How many pictures do we get?!
Great question, the packages say three hundred and four hundred, but this really is a minimum. My philosophy on what to deliver has changed somewhat over the years and it was all triggered by an email exchange with a previous client.
In their final gallery I had decided to leave in a picture of the bride hugging one of the guests. It was shot quite wide, but you could clearly see the happy expression on the guests face and the warmth of the embrace could easily be identified in the image. Beyond that, not much else I happening in the frame. No big laughs, no one falling over, the hug is the only action in the image, the surrounding people and setting are for context only. As a rule of thumb, images like that wouldn’t have typically made the cut in the past, not enough excitement for me. This could have been born out of excessive pride, thinking that I would be judged on this image and deemed to be a mediocre photographer, but thankfully, these thoughts no longer plague me. By the way, you can learn more fun facts about me here.
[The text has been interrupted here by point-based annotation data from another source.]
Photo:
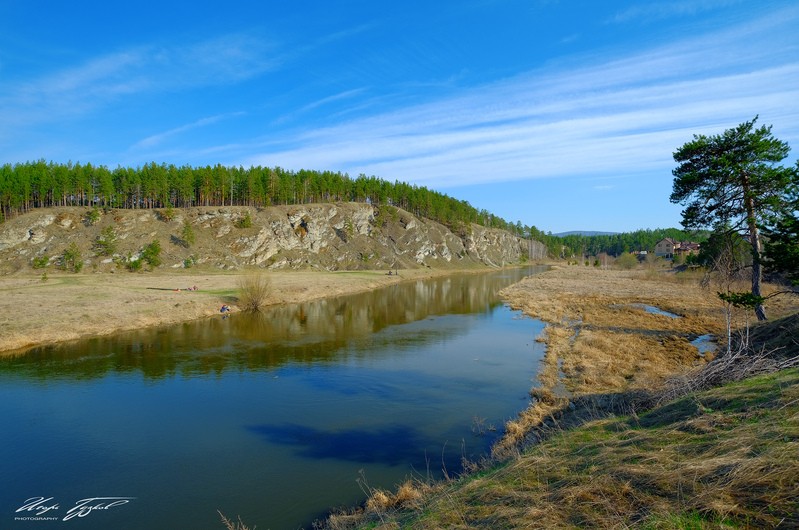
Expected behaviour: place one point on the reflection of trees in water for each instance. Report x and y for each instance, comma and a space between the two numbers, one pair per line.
310, 333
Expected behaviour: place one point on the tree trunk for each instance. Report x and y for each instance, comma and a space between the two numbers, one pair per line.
754, 240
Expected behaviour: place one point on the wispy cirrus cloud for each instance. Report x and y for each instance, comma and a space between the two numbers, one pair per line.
138, 70
652, 11
618, 116
156, 140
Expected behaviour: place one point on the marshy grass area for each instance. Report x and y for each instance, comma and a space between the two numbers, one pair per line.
722, 458
629, 426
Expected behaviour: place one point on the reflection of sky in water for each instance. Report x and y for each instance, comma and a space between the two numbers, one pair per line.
218, 415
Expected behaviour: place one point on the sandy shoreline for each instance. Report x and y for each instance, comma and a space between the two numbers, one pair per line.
71, 306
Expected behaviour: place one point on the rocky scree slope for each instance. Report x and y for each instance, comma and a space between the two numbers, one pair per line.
344, 236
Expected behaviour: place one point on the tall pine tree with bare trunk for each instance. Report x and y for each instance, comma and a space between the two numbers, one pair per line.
733, 181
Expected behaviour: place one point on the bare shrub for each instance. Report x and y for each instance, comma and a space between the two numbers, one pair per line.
254, 291
233, 525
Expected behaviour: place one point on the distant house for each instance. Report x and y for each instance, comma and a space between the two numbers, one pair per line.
668, 248
665, 248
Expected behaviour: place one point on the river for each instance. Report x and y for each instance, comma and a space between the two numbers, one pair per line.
274, 418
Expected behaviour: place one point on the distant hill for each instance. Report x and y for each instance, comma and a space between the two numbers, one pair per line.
587, 233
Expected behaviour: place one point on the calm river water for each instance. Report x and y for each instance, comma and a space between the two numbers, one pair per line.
273, 418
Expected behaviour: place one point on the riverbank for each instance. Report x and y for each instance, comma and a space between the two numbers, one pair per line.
66, 306
580, 454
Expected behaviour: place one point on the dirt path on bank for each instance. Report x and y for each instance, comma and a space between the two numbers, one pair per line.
70, 306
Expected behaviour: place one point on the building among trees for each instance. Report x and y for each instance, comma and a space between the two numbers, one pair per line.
669, 248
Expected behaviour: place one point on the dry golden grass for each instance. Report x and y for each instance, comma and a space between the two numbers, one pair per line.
718, 459
254, 291
724, 458
71, 306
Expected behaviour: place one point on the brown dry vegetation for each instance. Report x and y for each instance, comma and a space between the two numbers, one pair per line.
70, 306
721, 458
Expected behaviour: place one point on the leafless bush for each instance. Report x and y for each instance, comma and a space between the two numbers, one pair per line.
735, 365
254, 290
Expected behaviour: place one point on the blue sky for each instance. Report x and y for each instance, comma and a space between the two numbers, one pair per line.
559, 114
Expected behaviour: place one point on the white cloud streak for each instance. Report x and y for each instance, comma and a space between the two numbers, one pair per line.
619, 117
146, 69
159, 138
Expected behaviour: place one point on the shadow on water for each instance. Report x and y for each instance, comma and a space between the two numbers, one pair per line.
395, 445
272, 416
309, 333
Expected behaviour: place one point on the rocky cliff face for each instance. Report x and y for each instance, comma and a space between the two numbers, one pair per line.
344, 236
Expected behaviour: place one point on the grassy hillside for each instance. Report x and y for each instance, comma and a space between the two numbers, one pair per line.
630, 426
722, 458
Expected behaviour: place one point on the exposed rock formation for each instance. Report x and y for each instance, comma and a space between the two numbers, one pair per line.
343, 236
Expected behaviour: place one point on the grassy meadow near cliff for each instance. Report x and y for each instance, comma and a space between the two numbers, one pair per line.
630, 426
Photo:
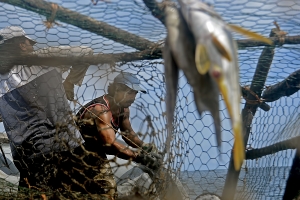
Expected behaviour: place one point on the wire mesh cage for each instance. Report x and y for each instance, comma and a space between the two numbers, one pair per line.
88, 44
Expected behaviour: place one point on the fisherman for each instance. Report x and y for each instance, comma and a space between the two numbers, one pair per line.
36, 114
100, 120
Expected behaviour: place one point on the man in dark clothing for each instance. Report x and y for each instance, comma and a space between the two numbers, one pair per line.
100, 120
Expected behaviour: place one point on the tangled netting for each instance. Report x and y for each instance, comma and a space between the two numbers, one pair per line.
127, 36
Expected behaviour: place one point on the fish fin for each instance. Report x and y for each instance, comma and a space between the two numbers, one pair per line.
221, 49
201, 59
250, 34
238, 149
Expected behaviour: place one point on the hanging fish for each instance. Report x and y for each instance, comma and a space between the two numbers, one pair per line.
200, 43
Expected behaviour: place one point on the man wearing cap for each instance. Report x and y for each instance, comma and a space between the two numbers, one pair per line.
100, 120
37, 117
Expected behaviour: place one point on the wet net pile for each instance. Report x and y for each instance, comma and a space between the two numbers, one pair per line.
127, 36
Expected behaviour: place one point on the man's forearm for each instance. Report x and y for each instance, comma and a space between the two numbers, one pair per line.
121, 151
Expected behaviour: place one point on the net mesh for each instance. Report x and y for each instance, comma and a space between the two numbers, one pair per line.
125, 30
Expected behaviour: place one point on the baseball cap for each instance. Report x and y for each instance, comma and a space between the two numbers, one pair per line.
10, 32
129, 80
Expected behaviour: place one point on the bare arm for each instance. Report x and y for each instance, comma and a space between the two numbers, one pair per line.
108, 136
128, 135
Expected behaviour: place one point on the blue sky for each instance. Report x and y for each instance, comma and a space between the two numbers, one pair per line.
194, 132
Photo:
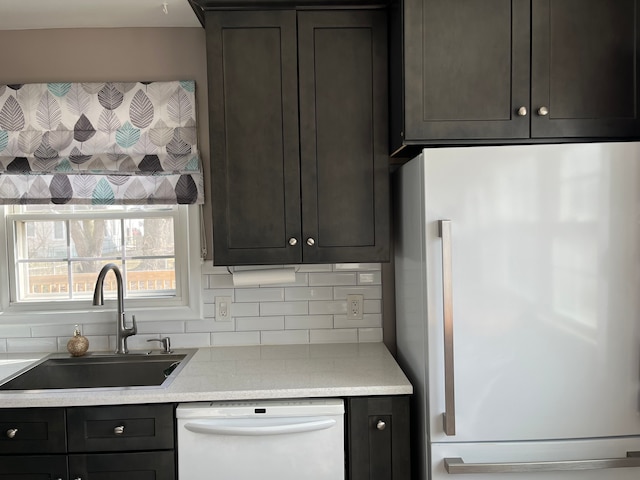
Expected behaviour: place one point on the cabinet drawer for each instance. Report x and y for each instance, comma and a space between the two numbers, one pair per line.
30, 467
124, 466
129, 427
27, 430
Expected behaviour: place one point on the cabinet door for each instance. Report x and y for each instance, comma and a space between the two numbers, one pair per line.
33, 467
378, 436
32, 430
124, 466
585, 68
342, 59
466, 69
253, 115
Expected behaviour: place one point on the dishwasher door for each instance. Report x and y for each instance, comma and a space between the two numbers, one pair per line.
266, 440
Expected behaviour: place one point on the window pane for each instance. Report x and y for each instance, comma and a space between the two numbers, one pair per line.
151, 276
44, 280
96, 238
149, 237
42, 239
83, 278
59, 259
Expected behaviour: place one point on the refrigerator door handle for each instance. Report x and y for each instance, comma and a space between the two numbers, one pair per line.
449, 416
458, 466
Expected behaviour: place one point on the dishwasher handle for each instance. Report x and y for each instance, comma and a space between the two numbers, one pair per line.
252, 428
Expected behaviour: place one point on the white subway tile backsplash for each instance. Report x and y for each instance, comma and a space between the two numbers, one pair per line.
284, 308
259, 295
245, 309
209, 310
308, 293
369, 335
369, 293
370, 278
372, 306
164, 327
190, 340
328, 308
310, 311
209, 325
329, 279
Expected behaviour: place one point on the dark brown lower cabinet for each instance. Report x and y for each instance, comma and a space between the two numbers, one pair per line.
378, 438
124, 442
123, 466
33, 467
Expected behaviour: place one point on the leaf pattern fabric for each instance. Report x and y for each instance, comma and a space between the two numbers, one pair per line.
99, 143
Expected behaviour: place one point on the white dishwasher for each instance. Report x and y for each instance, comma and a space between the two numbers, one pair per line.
265, 440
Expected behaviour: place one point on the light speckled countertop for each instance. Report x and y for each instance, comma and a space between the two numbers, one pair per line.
239, 373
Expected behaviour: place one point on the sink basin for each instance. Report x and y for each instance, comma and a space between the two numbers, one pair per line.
101, 371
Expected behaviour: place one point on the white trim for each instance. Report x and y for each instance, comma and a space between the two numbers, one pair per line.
185, 307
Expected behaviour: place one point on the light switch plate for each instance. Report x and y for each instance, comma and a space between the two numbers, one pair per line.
223, 309
355, 304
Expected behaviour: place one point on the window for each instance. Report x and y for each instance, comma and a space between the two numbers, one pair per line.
54, 254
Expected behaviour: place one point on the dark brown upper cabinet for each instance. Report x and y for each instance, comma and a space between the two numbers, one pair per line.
514, 71
298, 106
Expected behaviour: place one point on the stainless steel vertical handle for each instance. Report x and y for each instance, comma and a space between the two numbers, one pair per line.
449, 416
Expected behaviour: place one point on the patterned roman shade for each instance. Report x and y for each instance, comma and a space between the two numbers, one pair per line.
99, 144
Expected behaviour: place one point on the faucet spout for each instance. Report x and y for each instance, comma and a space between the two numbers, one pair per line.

Fast forward a few months after the wedding and the bride reaches out to me to say thank you, this is not abnormal i’m sure you’ll be glad to know. It was abnormal in this case however as many thanks had already been sent my way. It transpired that the gentlemen depicted in the aforementioned photograph had very sadly, and very suddenly, passed away. The image that I had taken of him was the only photograph they had of him. Isn’t that an incredible thought. We can lose images through house fires, computer crashes or degradation of paper over time. A entire family history can effectively be wiped out by one disaster, it helps put into perspective the importance of photographs, and the importance of proper archiving!
It helped me understand an element of photography that had been in front of my eyes the entire time, but i’d never been able to see before. That is, the images that people cherish are rarely the ones that you expect. They may be composed poorly, be technically poor, or slightly out of focus. Look around your parents or grandparents home, the photographs are never technically perfect, but they either define a moment, capture a personality, or are the only image of a person in existence.
To that end, I include a lot more images in the final gallery. Because who knows, although it might not meet ‘my artistic vision’, you wont care if it’s the only image you have of a lost family member. You won’t critique it if the lighting isn’t great or if there’s a hint of movement, you don’t see the technical flaws, you see the person. I’m glad I’ve come to this realisation early on in my career, the images are never about me, they are about you and the people you love.
This is a long winded answer isn’t it?
400 is an absolute minimum. I include around 50 prints in the box, 300 images on the highlights slideshow and then the gallery will be 400+. The biggest collection I delivered in 2018 was 1168 (bear in mind that these images are still of quality, I don’t bombard you with nonsense), if I deem it to have value to you, or depicts a family member otherwise not captured in the rest of the images, then it makes the cut. There is no upper limit!